MessageToEagle.com - In a future of quantum computing, data will be treated and transmitted by lasers. The quantum properties of
light will endow machines with gigantic computing potential and an incredible execution rate.
An important discovery - a new way of emitting photons one at a time, with implications for the future of
quantum computing is reported by scientists led by Prof. Anna Fontcuberta i Morral, of the Laboratory of Semiconductor
Materials (LMSC) of Institute of Materials, Ecole Polytechnique Federale de Lausanne, Switzerland.
Scientists have constructed semiconductor nanowires with "quantum dots" of unprecedented quality.
Prof. Moral found that "quantum dots", or nanocrystals, appear naturally on a certain kind of semiconductor
nanowire during their fabrication process.
Nanowires, with a diametre of around a millionth of a millimetre (between 20 and 100 nanometres) are very
efficient at absorbing and manipulating light. By endowing them with nanocrystals or "quantum dots" it is possible
to make them emit unique photons, by charging them with a laser beam of a particular frequency.
The final structure can then emit photos one by one, after having absorbed light.
However, it's only the beginning and still much work remains to be done. At the present time the phenomenon of
the natural creation of dots is not understood by scientists.
In order to exploit the "quantum" potential of light it is necessary, among other things, to be able easily to emit
photons one by one.
The only hitch is that generating quantum dots on a nanowire is notoriously difficult.
The existing methods, which involve the use of a regular modulation of the composition of the nanowire all along its length, are
hard to reproduce and result in strucures with a relatively low output of photons.
Scientists at the LMSC discovered that perfectly functional quantum dots formed "naturally" on the surface
of certain nanowires during the fabrication process.
These dots appeared all by themselves at the interface
between two basic components: Gallium Arsenide (GaAs) and Aluminium Arsenide (AlAs).

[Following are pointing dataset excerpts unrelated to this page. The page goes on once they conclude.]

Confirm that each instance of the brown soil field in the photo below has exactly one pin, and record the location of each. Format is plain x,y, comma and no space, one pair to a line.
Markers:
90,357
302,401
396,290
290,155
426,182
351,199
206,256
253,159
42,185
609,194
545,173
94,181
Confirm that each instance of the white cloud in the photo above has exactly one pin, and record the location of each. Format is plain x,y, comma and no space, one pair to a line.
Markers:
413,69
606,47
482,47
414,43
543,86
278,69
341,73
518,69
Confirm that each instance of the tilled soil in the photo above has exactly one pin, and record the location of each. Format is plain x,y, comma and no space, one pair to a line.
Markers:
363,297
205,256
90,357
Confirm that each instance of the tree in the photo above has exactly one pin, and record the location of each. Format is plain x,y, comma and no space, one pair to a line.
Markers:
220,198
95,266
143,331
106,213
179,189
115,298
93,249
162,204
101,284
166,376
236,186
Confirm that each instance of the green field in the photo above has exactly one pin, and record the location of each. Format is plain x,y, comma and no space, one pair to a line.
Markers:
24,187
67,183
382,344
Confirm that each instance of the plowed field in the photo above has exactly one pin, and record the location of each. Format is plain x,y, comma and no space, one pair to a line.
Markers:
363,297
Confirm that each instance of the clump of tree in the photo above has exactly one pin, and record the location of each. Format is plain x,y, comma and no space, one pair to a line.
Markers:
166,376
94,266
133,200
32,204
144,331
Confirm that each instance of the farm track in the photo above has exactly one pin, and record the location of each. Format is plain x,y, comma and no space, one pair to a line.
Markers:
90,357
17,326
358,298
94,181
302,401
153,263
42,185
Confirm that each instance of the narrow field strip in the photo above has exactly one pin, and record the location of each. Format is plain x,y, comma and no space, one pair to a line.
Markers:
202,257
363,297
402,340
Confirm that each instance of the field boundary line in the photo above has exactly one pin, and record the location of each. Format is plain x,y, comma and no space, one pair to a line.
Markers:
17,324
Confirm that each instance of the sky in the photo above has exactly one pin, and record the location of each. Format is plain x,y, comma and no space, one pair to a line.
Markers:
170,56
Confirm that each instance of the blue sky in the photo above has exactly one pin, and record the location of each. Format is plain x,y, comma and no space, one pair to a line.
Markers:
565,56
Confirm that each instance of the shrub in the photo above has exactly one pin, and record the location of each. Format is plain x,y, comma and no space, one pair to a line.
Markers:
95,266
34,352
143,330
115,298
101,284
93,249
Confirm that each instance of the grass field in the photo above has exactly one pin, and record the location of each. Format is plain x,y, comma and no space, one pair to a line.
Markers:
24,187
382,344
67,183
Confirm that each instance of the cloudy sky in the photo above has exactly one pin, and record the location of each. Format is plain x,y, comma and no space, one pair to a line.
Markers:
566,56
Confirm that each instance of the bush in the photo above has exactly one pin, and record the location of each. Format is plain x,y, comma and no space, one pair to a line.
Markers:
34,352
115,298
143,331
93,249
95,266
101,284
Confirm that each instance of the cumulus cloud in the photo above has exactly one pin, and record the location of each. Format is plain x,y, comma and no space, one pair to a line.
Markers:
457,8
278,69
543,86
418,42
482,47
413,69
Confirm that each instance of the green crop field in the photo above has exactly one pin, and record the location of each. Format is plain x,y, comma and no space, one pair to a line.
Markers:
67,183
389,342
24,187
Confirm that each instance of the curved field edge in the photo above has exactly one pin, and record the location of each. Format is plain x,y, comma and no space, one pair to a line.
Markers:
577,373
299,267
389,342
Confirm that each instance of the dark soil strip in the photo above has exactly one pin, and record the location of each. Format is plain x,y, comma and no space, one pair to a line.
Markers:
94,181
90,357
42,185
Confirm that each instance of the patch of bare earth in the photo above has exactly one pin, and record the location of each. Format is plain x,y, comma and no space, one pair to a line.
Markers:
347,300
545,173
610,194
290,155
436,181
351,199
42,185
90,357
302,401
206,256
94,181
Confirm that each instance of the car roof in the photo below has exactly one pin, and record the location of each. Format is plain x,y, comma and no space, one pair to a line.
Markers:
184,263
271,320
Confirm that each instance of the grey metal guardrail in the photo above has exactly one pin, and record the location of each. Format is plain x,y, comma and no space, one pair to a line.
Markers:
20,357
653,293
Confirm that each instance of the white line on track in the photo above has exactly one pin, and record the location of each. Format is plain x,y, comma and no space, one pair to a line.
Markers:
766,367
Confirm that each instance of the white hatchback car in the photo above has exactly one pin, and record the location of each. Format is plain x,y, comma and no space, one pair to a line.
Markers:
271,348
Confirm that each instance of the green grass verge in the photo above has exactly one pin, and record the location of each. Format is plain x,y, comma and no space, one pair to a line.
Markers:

"No doubt many scientists working on nanowires have created dots, without realising it," states Anna
Fontcuberta i Morral.
Credit: 2013 EPFL
"The calculations and simulations were carried out on the supercomputers of EPFL by the Laboratory of the
Theory and Simulation of Materials (THEOS) of Nicola Marzari," says Prof. Morral.
As a result, these structures showed a great working stability, which is rare when talking about nanotechnology.
What is more they are hard wearing and very bright, which means that their rate of photon output is incredibly
high. Even better, by controlling the fabrication of the nanowires, the size of the dots can be modulated and
adapted to measure.
Credit: 2013 EPFL
The wavelength of the emitted photons, which is directly dependent on the size of the dots,
can therefore be changed. It is then possible for the nanowire to receive a laser beam of a certain wavelength
or "colour", in order to generate photons of a certain colour - infrared, for example.
"It is also about seeing if it is possible to stimulate dots not only with lasers but electrically, in order to
make them as compatible as we can with all kinds of machine," explains Anna Fontcuberta i Morral.
In a traditional computer, calculations are based on the "bit", which can have one of two values: 0 or 1.
This is the essence of binary language. In a quantum computer the "qbit" (for example a photon) can have
several states at once, states of superposition. It can be either 0 or 1 or both at the same time.
The aim is maintain photons in their state of superposition so that the computer can carry out multiple
calculations in parallel, simultaneously, which will drastically increase the speed of data manipulation.
However this capacity for finding several states at once can not be achieved with a photon unless it is
isolated: sources of unique photons are therefore much sought after.